Ê!!! Serei a primeira a comentar! Bom, como vc mesmo disse nas ressalvas, minha casa não é esse chiqueiro que vc descreveu!
Caro leitor: Não temos quintal com horta e o porão tem os livros e caixas organizadas por ordem alfabética...Os azulejos são limpos semanalmente e são claros mesmo...talvez seja por isso que o embuá quase morreu...

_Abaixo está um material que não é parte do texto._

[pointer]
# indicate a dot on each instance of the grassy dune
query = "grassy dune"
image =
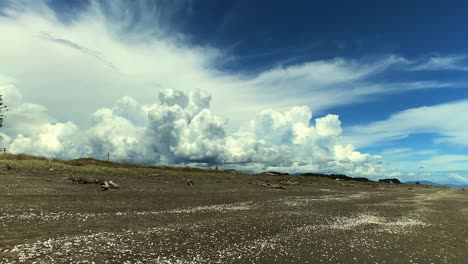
(224, 217)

O dia que eu encontrei ele foi mesmo ímpar! Eu sempre via os embuás normais, que diga-se de passagem que são marrom e não cinza(!!), e sempre achei eles muito fofos pq tem muuuuuuuitas perninhas (o que esperar de um Miriápoda?!) e são dóceis ao contrário das lacraias... Mas naquele dia eu estava saindo atrasada de casa e quando passei pela garagem quase pisei numa mancha estranha no chão....a mancha era o embuá! Da cor do chão?!! Se não fosse o vaso dorsal dele (visível por transparência nas fotos) eu teria esmagado o bichinho!!! Catei o celular, tirei as fotos e quando eu voltei ele estava já do outro lado da garagem...Cerca de 2 horas ele levou pra atravessar a garagem...Mas infelizmente 2 horas depois eu procurei ele e ele estava morto na sargeta, fora do portão... E esse é o triste fim do único embuá branco que eu vi...Mostrei as fotos pro meu pai e ele disse que na terra dele ( Maranhão...)tem muitos embuás brancos...e lacraias brancas também...O que dizer? Será que nas cidades não há espaço pra artrópodes brancos?! Acho que essa história mesmo com o final triste (morrer na sargeta é sempre triste!)serve pra pensarmos um pouquinho sobre o que estamos fazendo com a natureza ao nosso redor...e que eu encotnre outros embuás pela garagem de casa... =)

Vinny disse...

Sei que esse post já é bem antigo, mas não pude deixar de fazer um comentário! Realmente é muito raro encontrar um embuá branco, e hoje pela manhã eu encontrei um e, numa circunstância quase parecida com a da K-roll, quase pisei nele, confundindo-o com qualquer outra coisa, menos o embuá. Ainda estava meio escuro e, quando acendi a luz, deparei-me com o bicho, todo branco, algo que nunca tinha visto antes (como você falou, costumam ser cinzas ou marrons). Achei legal ter visto um, branco, algo incomum, e procurei na internet algo sobre, e o único post/site que encontrei foi este daqui!